GDP growth rate in Q2 will be possibly sub 4.5%: SK Ghosh, SBI
If we are in the range of 5.5-5.8% even in Q3 and Q4, growth rate could go even below 5%
What makes you believe that the GDP print for the second quarter is going to be sub 5%?
All indicators are showing a slowdown, had shown a slowdown in the July to September quarter. If you look into the acceleration rate of the 33 leading indicators which we track and which has the close correlation with the GDP growth rate, monthly acceleration rate is now down to 17% in September. That is a historical low and it has been declining from around 65% just a couple of years back to around 17% right now. Deceleration has been significant and it has gained pace from March 2019. While there could always be some plus minus 10-20 bps impact on the estimates, it is certain that the GDP growth rate this quarter will be sub 5% and possibly sub 4.5%.

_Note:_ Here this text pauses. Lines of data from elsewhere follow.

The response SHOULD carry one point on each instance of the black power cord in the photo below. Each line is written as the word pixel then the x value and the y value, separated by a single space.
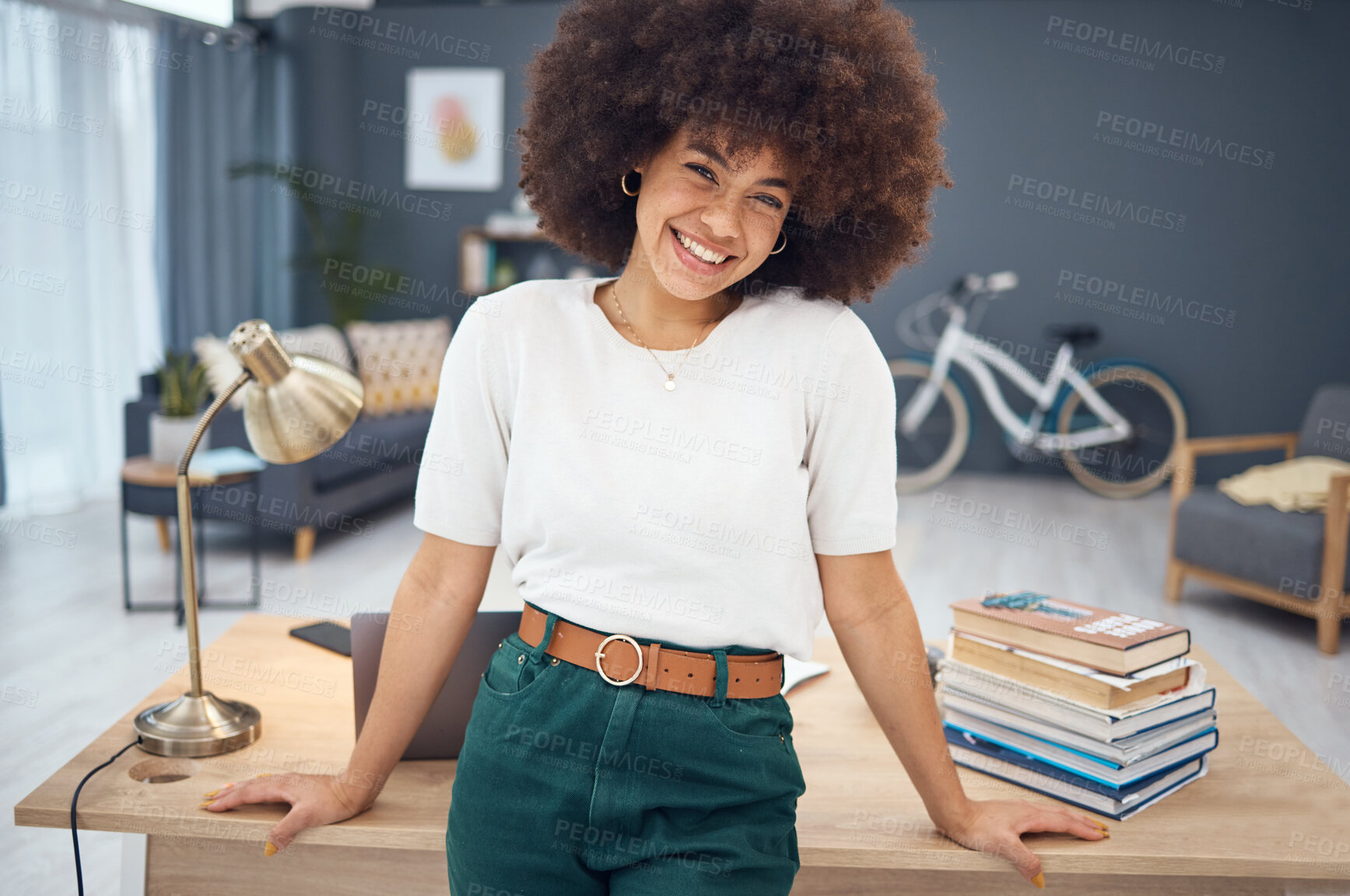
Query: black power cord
pixel 76 798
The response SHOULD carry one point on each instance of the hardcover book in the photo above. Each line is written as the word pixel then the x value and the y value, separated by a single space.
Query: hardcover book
pixel 1118 642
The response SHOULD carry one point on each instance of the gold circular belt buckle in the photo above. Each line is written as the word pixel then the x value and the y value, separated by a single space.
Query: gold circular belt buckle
pixel 600 653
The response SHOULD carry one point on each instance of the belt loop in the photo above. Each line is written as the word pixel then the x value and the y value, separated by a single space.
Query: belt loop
pixel 538 651
pixel 720 697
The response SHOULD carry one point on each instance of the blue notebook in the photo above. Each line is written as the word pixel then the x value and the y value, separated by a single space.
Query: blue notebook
pixel 1117 803
pixel 1082 767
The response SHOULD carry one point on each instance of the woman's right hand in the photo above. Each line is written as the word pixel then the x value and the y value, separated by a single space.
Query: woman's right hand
pixel 315 799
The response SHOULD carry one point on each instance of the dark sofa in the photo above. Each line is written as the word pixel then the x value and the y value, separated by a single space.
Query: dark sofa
pixel 374 464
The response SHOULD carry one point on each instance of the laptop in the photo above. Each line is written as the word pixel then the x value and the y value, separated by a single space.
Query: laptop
pixel 442 733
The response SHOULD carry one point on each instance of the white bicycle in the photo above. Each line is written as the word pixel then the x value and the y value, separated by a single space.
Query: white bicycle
pixel 1115 424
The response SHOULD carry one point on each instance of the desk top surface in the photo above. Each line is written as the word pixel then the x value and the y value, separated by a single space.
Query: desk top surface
pixel 1269 807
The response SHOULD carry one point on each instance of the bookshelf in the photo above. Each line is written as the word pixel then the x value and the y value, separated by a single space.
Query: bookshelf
pixel 479 250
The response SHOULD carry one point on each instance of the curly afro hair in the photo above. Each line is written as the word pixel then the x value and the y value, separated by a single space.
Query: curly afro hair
pixel 837 89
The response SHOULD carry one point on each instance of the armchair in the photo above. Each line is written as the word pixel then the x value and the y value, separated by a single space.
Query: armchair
pixel 1291 560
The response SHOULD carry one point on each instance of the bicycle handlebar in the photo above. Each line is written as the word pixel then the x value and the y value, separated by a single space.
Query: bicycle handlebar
pixel 963 292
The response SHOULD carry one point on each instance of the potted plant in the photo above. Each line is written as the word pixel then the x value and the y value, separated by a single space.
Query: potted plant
pixel 183 387
pixel 334 249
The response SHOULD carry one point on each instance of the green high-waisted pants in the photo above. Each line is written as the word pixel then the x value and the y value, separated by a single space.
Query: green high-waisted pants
pixel 570 786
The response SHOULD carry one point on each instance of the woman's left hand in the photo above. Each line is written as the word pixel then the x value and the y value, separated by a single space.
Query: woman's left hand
pixel 995 828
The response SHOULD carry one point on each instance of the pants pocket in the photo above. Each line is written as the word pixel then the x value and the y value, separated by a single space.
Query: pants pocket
pixel 512 674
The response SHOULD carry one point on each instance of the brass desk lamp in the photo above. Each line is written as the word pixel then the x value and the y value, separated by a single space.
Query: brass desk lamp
pixel 295 408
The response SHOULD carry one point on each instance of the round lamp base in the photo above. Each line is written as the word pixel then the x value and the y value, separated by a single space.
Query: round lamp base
pixel 198 726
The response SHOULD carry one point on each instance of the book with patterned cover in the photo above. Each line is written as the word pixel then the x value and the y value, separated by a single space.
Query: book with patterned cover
pixel 1105 640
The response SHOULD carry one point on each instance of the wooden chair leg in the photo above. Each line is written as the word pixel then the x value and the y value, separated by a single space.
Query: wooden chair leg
pixel 304 543
pixel 1175 582
pixel 1329 635
pixel 1334 548
pixel 163 528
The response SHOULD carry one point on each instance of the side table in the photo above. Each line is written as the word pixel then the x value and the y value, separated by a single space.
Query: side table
pixel 149 488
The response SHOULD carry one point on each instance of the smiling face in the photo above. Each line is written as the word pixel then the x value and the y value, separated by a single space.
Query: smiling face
pixel 703 224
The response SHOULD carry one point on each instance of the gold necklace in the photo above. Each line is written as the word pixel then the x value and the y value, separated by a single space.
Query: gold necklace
pixel 670 376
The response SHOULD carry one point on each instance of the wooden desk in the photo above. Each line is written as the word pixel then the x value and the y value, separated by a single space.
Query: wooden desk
pixel 1268 811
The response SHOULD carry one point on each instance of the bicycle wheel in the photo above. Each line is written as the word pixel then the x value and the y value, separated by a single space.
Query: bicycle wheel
pixel 932 453
pixel 1141 463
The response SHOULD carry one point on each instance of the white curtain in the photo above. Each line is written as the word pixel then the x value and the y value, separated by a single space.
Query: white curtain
pixel 79 304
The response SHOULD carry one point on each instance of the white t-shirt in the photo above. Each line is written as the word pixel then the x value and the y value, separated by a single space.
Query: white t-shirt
pixel 689 517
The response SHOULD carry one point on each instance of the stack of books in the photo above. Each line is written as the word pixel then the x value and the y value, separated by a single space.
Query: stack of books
pixel 1099 709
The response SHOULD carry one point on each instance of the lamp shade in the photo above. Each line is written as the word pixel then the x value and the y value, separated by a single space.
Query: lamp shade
pixel 295 405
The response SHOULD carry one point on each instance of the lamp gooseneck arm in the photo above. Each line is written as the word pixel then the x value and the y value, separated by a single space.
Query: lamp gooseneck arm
pixel 189 570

What you are saying is that India now slips below the 5% GDP growth club. Now 5 and 4.99 does not matter but the minute you go below 5%, the money allocators will be wary?
Yes, I do not want to get into investment allocation, but the fact is that the growth rate this quarter will be significantly on the lower side. However, thanks to the huge RBI surplus transfer, there could be an artificial bump up to the growth rate -- may be from 4.2%, it can go to 4.3-4.4%, But the point is that Q3 and Q4 as of now does not look promising. So, in order to get to 5% growth rate, at least one of the quarters has to hit 6% and that could be in Q4. If you are in the range of 5.5-5.8%, even in Q3 and Q4 that could pool down the growth rate to 5% or even below that. This year, the growth rate does not look promising as of now.
Given the fact that it has been cut to sub 5%, this is obviously an indication that next year’s growth is now going to be sub 6%?
As of now, we have pegged an extra growth rate of 6.2%, Next year could be favourable because there a lot of steps are being taken. Even the fact that RBI is cutting rates and the transmission happens with a lag, there could possibly be some amount of pick up in consumption. But we again believe that rate cuts may not work out because the household leverage is at higher levels and given the fact that consumers are not willing to spend, you will see that this year, the consumer spending post Diwali was very minimal which is again a contrarian trend. So, if the consumers are not spending, demand is not coming back.
The steps which the government has taken will only take time to permeate through the system. We are still at 6.2% to next year as of now. But it will depend on how the situation evolves.
Should one look to the central banks and hope for larger rate cuts? The central bank has already been in an easing mode and does not have much elbow room. If the GDP is to be sub 5%, what can we expect from them?
Obviously, there will be pressure on the central bank to cut rates but beyond that, a couple of steps are required. The resolution of the NBFC sector crisis is needed because the NBFC sector has been doing badly and the credit flow has almost collapsed from the sector. Then there are sectors like power where in October, the demand was at an all-time low. In a growing economy, it is very difficult to believe that power demand is at negative levels. Structural problems with the discoms, the telecom sector are already in the news.
So, we need to address sector-specific problems one by one and the fiscal and monetary policies will only work on the supplement we need to sector specific policies. For example, we have to see IBC resolutions are satisfactory. It is not an easy thing to do. It is not that the fiscal and monetary policy will do everything. Until and unless we solve the basic problems, it will be difficult for growth to come back.